Best summarization system at CL-SciSumm 2018 challenge at BIRNDL by the TALN-UPF team


The UPF team, composed by Ahmed Abura’ed, Alex Bravo and Horacio Saggion, in collaboration with Luis Chiruzzo from Universidad de la República (Uruguay), developed several systems to participate in the challenge, described in “LaSTUS/TALN+INCO @ CL-SciSumm 2018 - Using Regression and Convolutions for Cross-document Semantic Linking and Summarization of Scholarly Literature”, where they obtaind the best performance in task 2 on summarisation against the abstract and human summaries, and the second-best performance against community sumaries. The novelty in the systems proposed by UPF this year (the team has participated in the two previous editions as well) was the use of convolutions and regression in order to identify which parts of a reference paper has been cited by a set of citing papers and finally furnish a summary of the reference paper based on those citations. 

This 2018 task follows up on the successful CLScisumm-17 at the BIRNDL workshop co-located with SIGIR 2017, Tokyo, CLScisumm-16 co-located with JCDL 2016, Rutgers, NJ, USA and the CL Pilot Task conducted as a part of the BiomedSumm Track at the Text Analysis Conference 2014 (TAC 2014). The CL-SciSumm Shared Task is run off the CL-SciSumm corpus, and comprises three sub-tasks in automatic research paper summarization on a new corpus of research papers. A training corpus of forty topics has been released, as well as a test corpus of ten topics. The topics comprise of ACL Computational Linguistics research papers, and their citing papers and t hree output summaries each. The three output summaries comprise: the traditional self-summary of the paper (the abstract), the community summary (the collection of citation sentences ‘citances’) and a human summary written by a trained annotator. Within the corpus, each citance is also mapped to its referenced text in the reference paper and tagged with the information facet it represents (annotated dataset and evaluation scripts available at )

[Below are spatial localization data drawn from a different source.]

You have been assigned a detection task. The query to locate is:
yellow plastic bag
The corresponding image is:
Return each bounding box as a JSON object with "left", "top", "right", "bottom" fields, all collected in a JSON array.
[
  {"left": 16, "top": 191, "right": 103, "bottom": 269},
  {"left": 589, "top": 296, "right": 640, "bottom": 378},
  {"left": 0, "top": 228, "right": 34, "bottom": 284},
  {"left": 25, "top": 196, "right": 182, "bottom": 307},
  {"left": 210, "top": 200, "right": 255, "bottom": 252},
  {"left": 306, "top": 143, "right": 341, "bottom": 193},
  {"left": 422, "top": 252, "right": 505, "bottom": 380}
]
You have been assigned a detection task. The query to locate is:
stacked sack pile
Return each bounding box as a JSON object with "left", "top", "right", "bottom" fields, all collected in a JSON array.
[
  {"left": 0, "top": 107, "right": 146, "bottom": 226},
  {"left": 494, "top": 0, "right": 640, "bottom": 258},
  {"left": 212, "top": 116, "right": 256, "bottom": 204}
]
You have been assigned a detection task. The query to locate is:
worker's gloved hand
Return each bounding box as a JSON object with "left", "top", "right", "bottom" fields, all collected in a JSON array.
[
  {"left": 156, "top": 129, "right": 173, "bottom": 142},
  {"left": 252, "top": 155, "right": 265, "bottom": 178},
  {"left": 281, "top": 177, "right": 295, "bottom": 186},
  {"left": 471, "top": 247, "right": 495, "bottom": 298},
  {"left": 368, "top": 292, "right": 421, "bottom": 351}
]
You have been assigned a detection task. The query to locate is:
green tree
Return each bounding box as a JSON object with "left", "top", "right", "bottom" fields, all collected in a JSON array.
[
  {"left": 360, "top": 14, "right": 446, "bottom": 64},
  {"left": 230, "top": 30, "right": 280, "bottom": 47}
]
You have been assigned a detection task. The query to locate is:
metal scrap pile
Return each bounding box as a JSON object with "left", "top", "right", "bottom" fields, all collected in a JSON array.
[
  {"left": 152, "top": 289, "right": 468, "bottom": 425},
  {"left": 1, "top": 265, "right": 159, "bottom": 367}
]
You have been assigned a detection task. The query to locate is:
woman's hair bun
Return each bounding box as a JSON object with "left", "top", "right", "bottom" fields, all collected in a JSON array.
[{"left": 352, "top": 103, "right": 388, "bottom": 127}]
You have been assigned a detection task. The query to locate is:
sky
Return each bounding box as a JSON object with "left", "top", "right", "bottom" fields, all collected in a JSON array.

The 2018 challenge had two tasks: Task 1 [A and B] to identify the reference paper parts that are being cited by a citing paper and why (the discourse facet they belong to) and Task2 to generate a summary based on those citations. The organizers provided three types of summaries as output: community (based on the citations), abstract (the traditional self-summary of the reference paper) and human (manual written by an annotator).